Has anyone yet managed to sharply and permanently curtail a prosperous and productive middle class?  The fascists, maybe: Mussolini, Franco, Hitler if he hadn't launched the war.  I wish I knew more about the Korean transition from authoritarianism to democracy, because I expect more or less the same from China.


[ Parent ]
Yeah, but exceptionalism… (4.00 / 1)
...breeds obnoxiousness, no? Without sounding isolationist, I'd say that if we got our own house in order--and I actually believe we on the left are looking at the first real opportunity to have significant impact in quite some time--our international standing will increase by example. Americans worked pretty hard for prosperity in the mid-20th Century, then squandered it all on get-rich-quick schemes that only benefitted the few. If some of this country's wealth--and there's still plenty of it--allows the US to take better care of its citizens, I honestly don't care if some other country has more.

"This ain't for the underground. This here is for the sun." -Saul Williams

Wow (0.00 / 0)
the Internet is perhaps the greatest cultural work of all time.

just.... wow.


"wow" (0.00 / 0)
He types at home to a bunch of strangers on the internet.

I think Chris is clearly correct about this.  Culture is all about communication, and the ability for people of all walks of life to communicate, meet and share with people across the globe.

The internet is in the process of largely replacing books, newspapers and magazines, the telephone, radio and TV.  That is basically everything.


[ Parent ]
"wow" (0.00 / 0)
After reading all of these posts, I realize that we need real leadership in our white house and the congress.

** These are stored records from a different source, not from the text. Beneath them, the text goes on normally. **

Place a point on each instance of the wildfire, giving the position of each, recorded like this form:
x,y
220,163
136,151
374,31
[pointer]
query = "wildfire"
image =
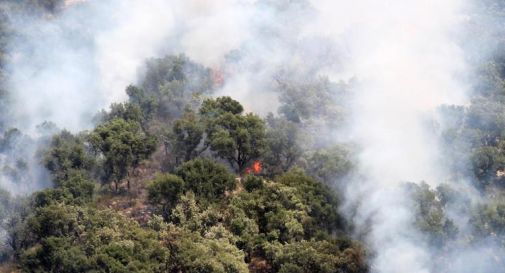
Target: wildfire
x,y
256,168
218,77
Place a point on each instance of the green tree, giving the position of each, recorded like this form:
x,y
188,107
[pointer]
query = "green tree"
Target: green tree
x,y
65,153
237,138
124,145
206,178
187,135
164,192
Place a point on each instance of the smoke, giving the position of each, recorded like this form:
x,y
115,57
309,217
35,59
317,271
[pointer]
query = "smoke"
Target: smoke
x,y
405,56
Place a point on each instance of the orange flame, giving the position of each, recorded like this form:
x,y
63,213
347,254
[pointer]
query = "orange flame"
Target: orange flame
x,y
256,168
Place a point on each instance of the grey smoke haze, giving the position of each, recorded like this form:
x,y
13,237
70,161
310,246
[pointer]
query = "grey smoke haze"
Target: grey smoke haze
x,y
406,55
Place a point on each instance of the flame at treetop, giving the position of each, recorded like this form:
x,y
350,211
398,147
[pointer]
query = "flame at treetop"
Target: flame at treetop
x,y
256,168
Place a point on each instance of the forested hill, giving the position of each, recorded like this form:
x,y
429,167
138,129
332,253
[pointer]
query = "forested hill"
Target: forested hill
x,y
180,177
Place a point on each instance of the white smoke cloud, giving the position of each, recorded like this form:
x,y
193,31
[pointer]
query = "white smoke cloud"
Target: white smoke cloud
x,y
405,55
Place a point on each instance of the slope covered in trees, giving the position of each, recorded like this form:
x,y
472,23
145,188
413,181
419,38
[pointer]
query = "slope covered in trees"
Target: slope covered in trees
x,y
178,178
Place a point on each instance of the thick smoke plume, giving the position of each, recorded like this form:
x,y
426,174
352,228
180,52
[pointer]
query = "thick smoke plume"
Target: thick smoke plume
x,y
405,59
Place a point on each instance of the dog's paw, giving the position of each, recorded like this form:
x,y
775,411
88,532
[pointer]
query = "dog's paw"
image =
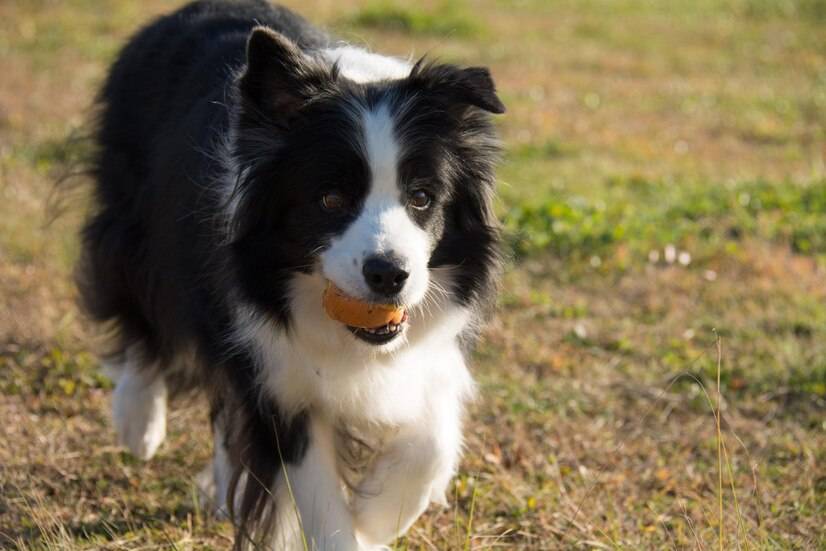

We don't need a this group of concensus making, poll taking bunch, of never making decisions, do nothing leaders. It's no wonder that Sara Palin makes them squeamish.  

Conservative......CNN news:Nopenhagen: US PRES 2 WKS LATE ATTEND 1 DAY, GORE JOURNEY BY TRAIN.


[ Parent ]
I didn't say I disagreed. (0.00 / 0)
I'm not sure I do, but I'm not sure I agree either.

Mostly, I just think the statement is pretty ballsy.

I guess I consider the internet primarily a cultural medium rather than a cultural work in itself. It serves to speed things up and make things easier, and it likely will yield/has yielded entirely novel forms of cultural works. But primarily the cultural work that happens on the internet is the same as what's happened in other mediums for centuries.

The internet is radically changing our society, and it's mind-boggling to be living through it. But is the impact on society truly greater than the printing press made in its time (to name one example)? I don't know.


[ Parent ]
If you factor in the mobile internet too, that is now developing and will oneday be rockstar, (0.00 / 0)
then I think the internet's being equal to the printing press becomes a pretty easy call.

Greater than is tough.  Comparable to, sure.


[ Parent ]
American Preeminence (0.00 / 0)
Actually, a great many Americans have always hated American preeminence-look at the Antiwar movement, the flag burners, the opposition of such diplomats as the late George Kennan, the refusal to serve in the various wars and the consequent low troop levels, and so on.  The right in America is really kept in power only by default; i.e., not by the right winning, but by the left losing all the time.  

That, in turn, could be due to the lack of a working class organization.  But then why is that? We have a huge left here, it just does not talk about social and economic issues.  It talks about everything else-the environment, peace, anti-militarism, animals rights, abortion rights, gay rights, etc.-but not this.  And also, when are women, gays, African-Americans, going to start talking about these issues?  Indeed, with characters like Gov. Paterson and his attitudes towards the ultra-rich it is no wonder that these causes are viewed with indifference.